Baby Names



      
     In a few months, my daughter and son-in-law, Kathy and Steve, are expecting their first child. To say that we are all excited about this little one's arrival is an understatement. I can't wait to meet Skippy. Yep, you heard right: Skippy! Okay, maybe that is not the name that they have chosen for their daughter. However, it is the one that I have selected. Back when they were searching for a name, I called Kathy and told them that I had come up with one. It dawned on me as I was eating my toast and peanut butter at breakfast: Skippy! All I heard was an all too familiar groan on the other end of the line. I have been informed that as well thought out as my recommendation was, it would not be the baby's name.

            I love Skippy. Even before she is born, before she has accomplished the inevitable achievements that her rich family heritage guarantees, before the Nobel Prize and the Rhodes Scholarship, I love her. Okay, admittedly, Skippy is most likely a fitting name because she comes from a bunch of nuts! Truth is, in our family, she will be our pride and joy if she can bait her own hook and catch a limit of Walleye. We might as well be honest: Skippy is up against it. She is being born into a world that has gone mad. Evil abounds. She is being born into the lives of people who feel keenly their weaknesses. Her parents live in Toronto. (Don't take offense dear Toronto friends. It's just hard to teach a kid to catch Walleye in Don Mills.) Whether you feel the debate on a child's development is more nature than nurture, or nurture than nature, Skippy has some hurdles ahead.

            Did I tell you that I love Skippy?! I say this because I believe that the familial love that develops for a child during the forty weeks of pregnancy really does provide an important living metaphor for the incredible reality of God's love for His people. God's love for us precedes anything that we have ever done. In fact, the marvel of God's love is that God has loved us when He was fully aware of everything that would go wrong with humanity and how each of us would be a willing contributor to the sin and corruption that has long plagued our race. The hope of humanity is not in its ability to earn the love of God. It is in the fact that God is love and His love flows from His nature and His heart. His love is so great that it doesn't simply turn a grandfatherly blind eye to our obvious faults and flaws. He looks straight at our selfish choices, sinful acts, and hateful behaviours, and determines to deal justly with our guilt and yet, mercifully with our souls. This is no weak love filled with self-serving ambition. He doesn't love me so that He can feel better about Himself. He loves me because that is who He is.

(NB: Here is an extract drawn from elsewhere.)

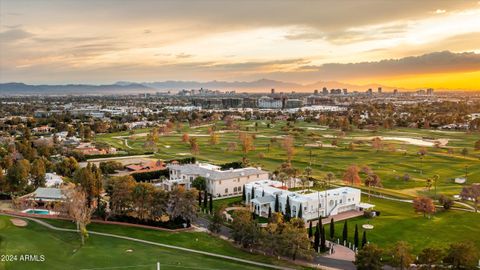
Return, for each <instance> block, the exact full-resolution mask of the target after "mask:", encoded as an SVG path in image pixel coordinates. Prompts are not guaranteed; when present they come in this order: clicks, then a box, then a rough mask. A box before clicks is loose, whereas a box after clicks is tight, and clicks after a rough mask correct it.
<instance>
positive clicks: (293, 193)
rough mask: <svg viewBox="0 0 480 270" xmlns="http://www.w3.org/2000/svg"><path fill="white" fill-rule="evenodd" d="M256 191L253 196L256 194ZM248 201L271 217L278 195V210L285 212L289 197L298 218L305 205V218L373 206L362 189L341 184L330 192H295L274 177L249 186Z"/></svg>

            This, then, of course, is my hope. My hope is that if God loves me in spite of a thousand reasons why I am unlovable and if He freely chooses to do whatever it takes to save me from myself, from sin, and ultimately from the evil of the world, then the question is not: "What am I up against?" The question is this: "If God is for me, who or what can be against me?"

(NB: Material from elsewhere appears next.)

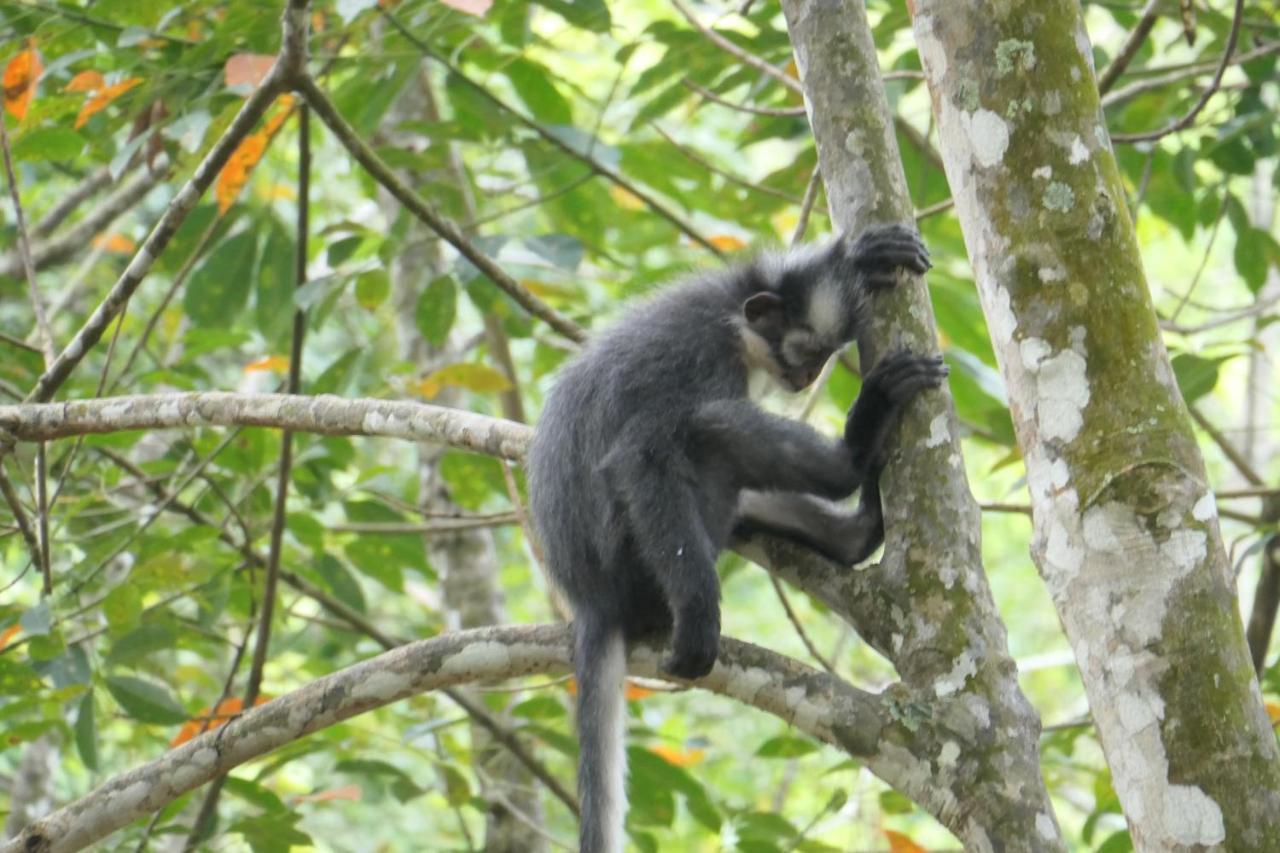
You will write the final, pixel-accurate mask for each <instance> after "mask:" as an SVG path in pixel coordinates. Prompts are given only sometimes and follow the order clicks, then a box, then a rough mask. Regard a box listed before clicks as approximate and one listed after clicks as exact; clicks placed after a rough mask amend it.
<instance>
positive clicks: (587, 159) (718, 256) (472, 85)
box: [379, 8, 724, 257]
mask: <svg viewBox="0 0 1280 853" xmlns="http://www.w3.org/2000/svg"><path fill="white" fill-rule="evenodd" d="M379 12H381V14H383V17H384V18H387V20H389V22H390V24H392V26H393V27H396V29H397V32H399V33H401V36H403V37H404V40H406V41H408V42H410V44H411V45H413V46H415V47H417V49H419V50H420V51H421V53H422V55H424V56H426V58H428V59H431V60H434V61H436V63H439V64H440V65H442V67H444V68H445V69H448V70H449V73H451V74H452V76H453V78H454V79H457V81H458V82H460V83H462V85H465V86H467V87H468V88H470V90H471V91H474V92H475V93H477V95H479V96H480V97H483V99H485V100H486V101H489V102H490V104H493V105H494V106H495V108H498V109H499V110H502V111H503V113H506V114H507V115H509V117H511V118H512V119H513V120H515V122H516V123H517V124H521V126H524V127H526V128H529V129H530V131H532V132H534V133H536V134H538V136H539V137H540V138H541V140H543V141H544V142H547V143H548V145H550V146H553V147H554V149H557V150H559V151H561V152H562V154H564V155H567V156H570V158H573V159H575V160H579V161H580V163H582V164H585V165H586V167H589V168H590V169H591V172H594V173H595V174H598V175H600V177H602V178H605V179H607V181H609V182H611V183H613V184H616V186H618V187H622V188H623V190H626V191H627V192H630V193H632V195H634V196H635V197H636V199H639V200H640V201H643V202H644V204H645V206H648V207H649V209H650V210H652V211H653V213H655V214H657V215H658V216H660V218H663V219H666V220H667V222H669V223H671V224H672V225H675V227H676V229H677V231H680V232H681V233H684V234H685V236H686V237H689V238H690V240H691V241H694V242H695V243H698V245H699V246H701V247H703V248H705V250H707V251H709V252H710V254H713V255H716V256H717V257H723V256H724V252H722V251H721V250H719V248H717V247H716V243H713V242H710V241H709V240H708V238H707V237H704V236H703V234H701V233H700V232H699V231H698V229H696V228H694V227H692V225H691V224H690V223H689V222H686V220H685V219H684V218H682V216H681V215H680V214H677V213H676V211H673V210H671V209H669V207H668V206H667V205H664V204H663V202H662V201H659V200H658V199H655V197H654V196H653V195H652V193H650V192H649V191H646V190H643V188H640V187H639V186H636V184H635V183H632V182H631V181H627V179H626V178H625V177H623V175H622V174H621V173H618V172H617V170H614V169H612V168H609V167H607V165H604V164H603V163H600V161H599V160H596V159H595V158H593V156H591V155H590V152H589V151H580V150H577V149H576V147H573V146H572V145H570V143H568V142H566V141H564V140H563V138H562V137H561V136H558V134H557V133H554V132H552V131H550V129H548V128H545V127H543V124H540V123H539V122H535V120H534V119H531V118H529V117H527V115H525V114H524V113H521V111H520V110H517V109H516V108H513V106H511V105H509V104H507V102H506V101H504V100H502V99H500V97H498V96H497V95H494V93H493V92H490V91H489V90H488V88H485V87H484V86H481V85H480V83H477V82H476V81H474V79H471V77H468V76H467V74H465V73H463V72H462V69H461V68H458V67H457V65H456V64H453V63H452V61H449V59H448V58H445V56H443V55H440V54H439V53H436V51H435V50H434V49H433V47H431V46H430V45H428V44H426V42H425V41H422V40H421V38H419V37H417V36H415V35H413V33H412V31H410V29H408V27H406V26H404V24H403V23H402V22H401V19H399V18H398V17H397V15H396V14H394V13H393V12H390V10H389V9H385V8H379ZM442 236H443V234H442Z"/></svg>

            Do you know what God has nick-named me? He has called me "Beloved". That's a bit more profound than "Skippy". In 1 John 3:1 the apostle John expresses the wonder of God's love for us: "See what kind of love the Father has given to us that we should be called the children of God; and so we are!" Then, in the fourth chapter, John repeatedly calls his audience "Beloved". It is clear that he calls them this not simply because as an apostle, he cares about them. He calls us "Beloved" because God Himself has loved us with an incredibly forgiving and unfailing love. Listen to John's words: "Beloved, let us love one another, for love is from God, and whoever loves has been born of God and knows God. Anyone who does not love does not know God, because God is love. In this the love of God is manifested among us, that God sent His only Son into the world, so that we might live through Him. In this is love, not that we have loved God, but that He loved us and sent His Son to be the propitiation for our sins. Beloved, if God so loved us, we also ought to love one another."[1] God's love is not due to our worthiness but a tribute to His. Linger over that miracle for awhile today, "Beloved". God loves us truly, deeply, and forever!

            I love Skippy. I can't wait to meet her. I am not worried about all the "jams" that she might get into (sorry, I couldn't resist that one!). My hope is in a Love that is greater than all our sins and struggles. There is a God who has loved Skippy's grandparents and parents long before they were born and gave His Son to save them. My prayer for her is that she might come to know and to trust this love early and for always. I am praying for her physical birth with excitement. I am praying for spiritual "birth" with even more passion. What a joy for her to wake up one day and hear with the ears of faith, the nickname her heavenly Father has given her: "Beloved." I want her to hear in her heart from the eternal God: "I love you, Skippy! I always have!" Please pray for her with me.